TAXI NO UBER ! IL TRIBUNALE BOCCIA LA CONCORRENZA VIA SMARTPHONE DEL TRASPORTO PUBBLICO.
Le sentenze non si discutono e, dunque, va accettata e rispettata la pronuncia del Tribunale di Milano che ha messo fuori gioco il sistema Uber Pop, l’app per smartphone che consente di chiamare autisti al posto dei taxi, a prezzi molto più convenienti e con un sistema più capillare.
Una vittoria per i tassisti che vedono, ovviamente, Uber come il fumo negli occhi, visto che si tratta di un concorrente potentissimo e temibile.
Le argomentazioni della sentenza, alla luce della normativa vigente, sono ineccepibili: Uber pone in essere una concorrenza sleale, dal momento che consente di erogare il servizio di trasporto pubblico non di linea a costi inferiori rispetto a quelli del taxi. Infatti, gli autisti di Uber non debbono avere una licenza (è noto che le licenze sono oggetto di salatissime compravendite), non debbono dedicare la loro auto esclusivamente all’attività di trasporto, non sostengono i costi di associazione in cooperativa, né affrontano la spesa per l’installazione nella loro vettura degli impianti di chiamata dalle centrali di servizio.
Tutto vero, tutto giusto. Uscendo, tuttavia, dall’analisi di mero diritto, stona moltissimo leggere che il servizio Uber fa “concorrenza sleale” perché offre il servizio a costi inferiori.
Da anni ci spiegano e convincono che la mitica “concorrenza” nell’ancor più mitico “mercato libero” è la panacea a tutti i mali. Si parla da anni di “privatizzare” i servizi pubblici per renderli più efficienti e meno costosi per la clientela, guardando a 360 gradi a tutti i tipi di servizi pubblici, a partire dalla distribuzione dell’acqua. Non è un mistero che anche la controversa riforma della scuola sia fortemente influenzata da elementi di liberismo, testimoniati dall’occhio di riguardo alla scuola privata e al tentativo di far passare per essa finanziamenti pubblici, sotto le spoglie del 5 per mille, tentativo fin qui non andato in porto ma rinviato alla prossima legge di stabilità.

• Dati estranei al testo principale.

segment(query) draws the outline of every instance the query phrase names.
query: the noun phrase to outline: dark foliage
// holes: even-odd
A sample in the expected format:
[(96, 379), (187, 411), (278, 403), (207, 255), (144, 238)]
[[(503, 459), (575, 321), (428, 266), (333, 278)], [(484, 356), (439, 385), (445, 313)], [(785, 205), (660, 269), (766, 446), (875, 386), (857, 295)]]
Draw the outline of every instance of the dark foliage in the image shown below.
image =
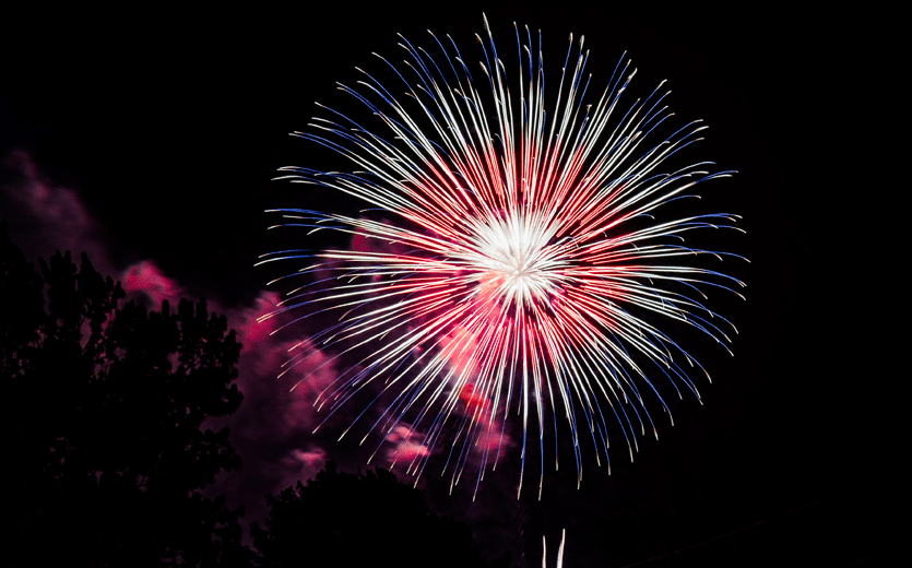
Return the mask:
[(176, 312), (123, 304), (85, 255), (79, 270), (69, 252), (39, 264), (40, 274), (3, 222), (3, 522), (19, 552), (7, 564), (248, 564), (244, 511), (199, 492), (240, 468), (227, 428), (200, 429), (241, 401), (240, 344), (225, 318), (205, 300)]
[(268, 495), (265, 529), (252, 523), (261, 566), (505, 567), (487, 564), (467, 525), (430, 512), (424, 493), (392, 472), (336, 471), (332, 461), (305, 486)]

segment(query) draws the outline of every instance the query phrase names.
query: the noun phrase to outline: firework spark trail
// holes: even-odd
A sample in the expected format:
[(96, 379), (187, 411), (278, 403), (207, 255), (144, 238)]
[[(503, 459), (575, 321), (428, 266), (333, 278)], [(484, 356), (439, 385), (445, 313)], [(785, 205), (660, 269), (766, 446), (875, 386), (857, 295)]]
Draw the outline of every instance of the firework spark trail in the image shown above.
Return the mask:
[[(331, 415), (379, 379), (382, 389), (375, 402), (382, 395), (393, 400), (362, 441), (377, 429), (386, 437), (411, 423), (426, 427), (424, 443), (433, 448), (452, 436), (445, 425), (458, 422), (450, 450), (455, 460), (452, 483), (459, 481), (475, 446), (483, 446), (477, 450), (482, 454), (478, 481), (489, 461), (496, 468), (500, 445), (495, 452), (479, 440), (491, 435), (504, 440), (506, 415), (513, 406), (522, 417), (524, 472), (529, 421), (534, 414), (542, 453), (541, 496), (545, 402), (554, 411), (555, 431), (558, 411), (564, 411), (572, 433), (579, 483), (580, 423), (585, 423), (601, 463), (602, 450), (607, 460), (608, 448), (603, 411), (609, 409), (620, 425), (631, 459), (637, 430), (644, 435), (649, 425), (655, 434), (643, 386), (668, 412), (635, 354), (655, 363), (678, 395), (677, 382), (699, 399), (673, 352), (691, 367), (699, 364), (635, 312), (687, 323), (723, 346), (730, 342), (714, 321), (734, 327), (692, 296), (706, 298), (704, 286), (731, 291), (730, 284), (744, 284), (675, 261), (699, 255), (721, 260), (722, 255), (730, 255), (685, 247), (682, 235), (697, 228), (735, 228), (727, 223), (737, 216), (699, 215), (631, 227), (633, 220), (653, 220), (652, 213), (662, 205), (694, 197), (685, 192), (695, 184), (732, 174), (702, 170), (710, 162), (671, 174), (658, 171), (672, 154), (700, 140), (696, 134), (706, 127), (694, 121), (651, 147), (643, 144), (672, 116), (661, 106), (667, 93), (659, 92), (664, 82), (660, 83), (644, 100), (621, 110), (620, 95), (636, 73), (629, 61), (621, 67), (623, 59), (597, 102), (583, 106), (588, 51), (583, 52), (580, 38), (577, 59), (572, 67), (567, 64), (573, 54), (572, 35), (548, 120), (541, 35), (536, 57), (529, 28), (523, 43), (517, 27), (522, 85), (517, 102), (487, 20), (485, 29), (487, 44), (476, 38), (484, 50), (482, 82), (487, 88), (476, 86), (449, 36), (450, 49), (431, 34), (443, 54), (439, 61), (402, 38), (399, 45), (411, 58), (405, 61), (407, 72), (377, 57), (402, 81), (416, 110), (410, 113), (360, 69), (365, 80), (358, 84), (367, 95), (339, 86), (383, 121), (389, 138), (330, 109), (335, 121), (315, 118), (310, 126), (317, 133), (295, 132), (346, 156), (359, 170), (284, 167), (288, 174), (279, 179), (336, 189), (399, 221), (274, 210), (295, 220), (281, 226), (307, 227), (310, 233), (336, 230), (381, 245), (374, 250), (288, 250), (264, 256), (262, 262), (321, 259), (298, 274), (339, 273), (339, 284), (329, 291), (297, 288), (267, 317), (309, 309), (307, 316), (294, 320), (299, 321), (336, 310), (340, 323), (315, 336), (323, 345), (340, 348), (327, 364), (344, 354), (368, 354), (316, 404), (328, 405)], [(609, 119), (619, 113), (623, 118), (611, 130)], [(323, 281), (312, 285), (319, 288)], [(285, 372), (300, 360), (300, 356), (293, 358)], [(429, 454), (416, 454), (410, 473), (419, 475)]]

In teoria, dunque, tutto è liberalizzabile e da aprire alla concorrenza. Eppure, nonostante questo parlare, una delle più opportune liberalizzazioni, quella del trasporto pubblico non di linea, non si riesce a realizzare.
In Europa si combatte una battaglia durissima contro Uber: ma a chiunque, quando si parla di taxi, vengono in mente le immagini dei film Usa, che presentano le città letteralmente tappezzate dalle vetture gialle, che a prezzi del tutto modici trasportano i clienti ovunque e per chilometri.
In Italia, come è noto, trovare un taxi è impresa non di poco conto, sia per le code infinite alle quali si è costretti in stazioni o aeroporti, sia perché ne circolano davvero pochi, frutto del protezionismo che consente di ottenere il risultato certificato dal tribunale di Milano: prezzi alti, altissimi, cagionati dall’assenza di concorrenza e da un sistema con troppi costi non riferiti al servizio, ma all’organizzazione del servizio e alla fattispecie più unica che rara della vendita delle licenze.
Benissimo per la categoria dei taxisti (che certamente non naviga nell’oro) che le sia riservata una tutela, in fondo finalizzata anche a proteggere il loro investimento. Tuttavia, l’impossibilità di liberalizzare il servizio di trasporto pubblico non di linea sembra la cartina di tornasole di un liberismo a parole, molto deciso a sconfinare nei confronti di attività tipicamente pubbliche, ma molto fermo nel lasciare le cose come sono nel campo di servizi che, se aperti davvero alla concorrenza, farebbero davvero risparmiare molto ai cittadini e potrebbero anche contribuire al rilancio turistico, come quello dei taxi.